Enhancement of reaction rate prediction of biomass: A focus on experimental and numerical simulation approaches

Abstract

While the biomass gasification and cofiring technology is promising for future energy, including green technologies, such as carbon capture and storage and bioresource feedstock, negative carbon emissions are simultaneously possible using these technologies. However, despite these functions, our previous study established that for simulating a biomass reactor, a new model needed to be designed that could improve the accuracy of both real and lab-scale simulations for carbonaceous fuels, such as coal-based applications.

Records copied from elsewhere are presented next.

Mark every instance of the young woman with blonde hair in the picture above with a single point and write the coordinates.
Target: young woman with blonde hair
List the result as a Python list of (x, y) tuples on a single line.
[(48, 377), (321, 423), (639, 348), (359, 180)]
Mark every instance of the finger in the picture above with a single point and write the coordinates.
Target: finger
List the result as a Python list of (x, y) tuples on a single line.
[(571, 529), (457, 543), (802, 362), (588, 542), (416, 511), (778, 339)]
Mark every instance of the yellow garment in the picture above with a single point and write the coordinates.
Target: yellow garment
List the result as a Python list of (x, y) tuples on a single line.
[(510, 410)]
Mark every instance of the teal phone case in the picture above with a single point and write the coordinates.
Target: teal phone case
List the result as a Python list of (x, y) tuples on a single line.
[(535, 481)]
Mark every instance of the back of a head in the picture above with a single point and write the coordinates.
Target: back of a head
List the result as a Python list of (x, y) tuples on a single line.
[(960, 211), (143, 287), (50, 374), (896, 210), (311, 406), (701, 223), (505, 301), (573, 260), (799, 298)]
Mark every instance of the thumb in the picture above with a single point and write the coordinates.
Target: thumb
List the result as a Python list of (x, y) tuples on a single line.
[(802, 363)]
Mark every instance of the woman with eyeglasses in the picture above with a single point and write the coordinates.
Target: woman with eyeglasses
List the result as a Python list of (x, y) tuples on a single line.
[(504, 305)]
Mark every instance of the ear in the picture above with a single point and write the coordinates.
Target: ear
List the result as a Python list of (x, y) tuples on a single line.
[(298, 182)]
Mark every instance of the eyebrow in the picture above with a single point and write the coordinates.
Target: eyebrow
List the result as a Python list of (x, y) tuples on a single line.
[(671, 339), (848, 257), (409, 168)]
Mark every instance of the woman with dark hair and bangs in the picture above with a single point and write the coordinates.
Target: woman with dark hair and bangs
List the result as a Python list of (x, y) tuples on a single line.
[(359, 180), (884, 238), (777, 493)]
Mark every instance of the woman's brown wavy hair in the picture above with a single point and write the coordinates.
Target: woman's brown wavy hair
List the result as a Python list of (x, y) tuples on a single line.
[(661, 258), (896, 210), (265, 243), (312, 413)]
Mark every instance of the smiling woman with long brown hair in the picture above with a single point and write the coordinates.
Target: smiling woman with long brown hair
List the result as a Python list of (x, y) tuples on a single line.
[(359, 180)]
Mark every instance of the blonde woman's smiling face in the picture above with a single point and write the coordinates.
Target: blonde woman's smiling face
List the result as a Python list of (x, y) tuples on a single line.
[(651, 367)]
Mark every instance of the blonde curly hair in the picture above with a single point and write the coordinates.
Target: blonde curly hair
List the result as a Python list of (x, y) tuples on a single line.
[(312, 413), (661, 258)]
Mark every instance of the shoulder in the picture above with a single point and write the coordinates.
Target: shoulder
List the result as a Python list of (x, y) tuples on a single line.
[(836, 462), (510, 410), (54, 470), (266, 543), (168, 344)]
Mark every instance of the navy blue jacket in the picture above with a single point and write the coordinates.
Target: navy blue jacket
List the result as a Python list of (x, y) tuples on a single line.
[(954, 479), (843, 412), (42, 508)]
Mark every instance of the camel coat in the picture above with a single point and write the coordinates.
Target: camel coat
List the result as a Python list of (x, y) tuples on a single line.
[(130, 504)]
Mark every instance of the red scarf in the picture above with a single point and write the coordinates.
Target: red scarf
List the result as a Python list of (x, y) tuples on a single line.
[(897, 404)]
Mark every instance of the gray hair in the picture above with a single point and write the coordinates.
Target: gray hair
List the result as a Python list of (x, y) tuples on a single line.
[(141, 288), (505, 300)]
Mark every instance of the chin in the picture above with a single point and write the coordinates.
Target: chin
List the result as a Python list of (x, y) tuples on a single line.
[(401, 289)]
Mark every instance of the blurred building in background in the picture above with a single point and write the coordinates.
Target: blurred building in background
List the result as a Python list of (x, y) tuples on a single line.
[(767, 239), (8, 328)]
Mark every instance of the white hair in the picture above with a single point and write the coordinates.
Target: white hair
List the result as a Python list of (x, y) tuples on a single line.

Hence, in this study, a biomass experiment utilizing a thermogravimetric analyzer was conducted to obtain varying reaction rate data over carbon conversion, which may then be used to simulate the biomass conversion model and 3D simulation was also conducted for a 500 MWe coal-biomass cofiring boiler. Gasification was obtained at 1000 °C and 1200 °C using CO2 at constant temperature for different biomasses. Compared to the peak exhibited by the random pore model, biomass gasification reaction rates shifted into the later stage of the reaction, thereby yielding irregular reaction rate developments and poor prediction accuracies. With flexibility-enhanced random pore model(FERPM), we observed that correlation factors increased from the previously reported value of 0.7–0.95. In the coal-biomass cofiring boiler, the difference between the Kinetics/Diffusion-limited model and FERPM in biomass combustion aspect was examined, and it was ultimately determined that characteristics of particle reactions through FERPM are valid in 3D analysis. Therefore, this paper proposed a flexibility-enhanced random pore model proven to enhance the prediction accuracy of a simulation.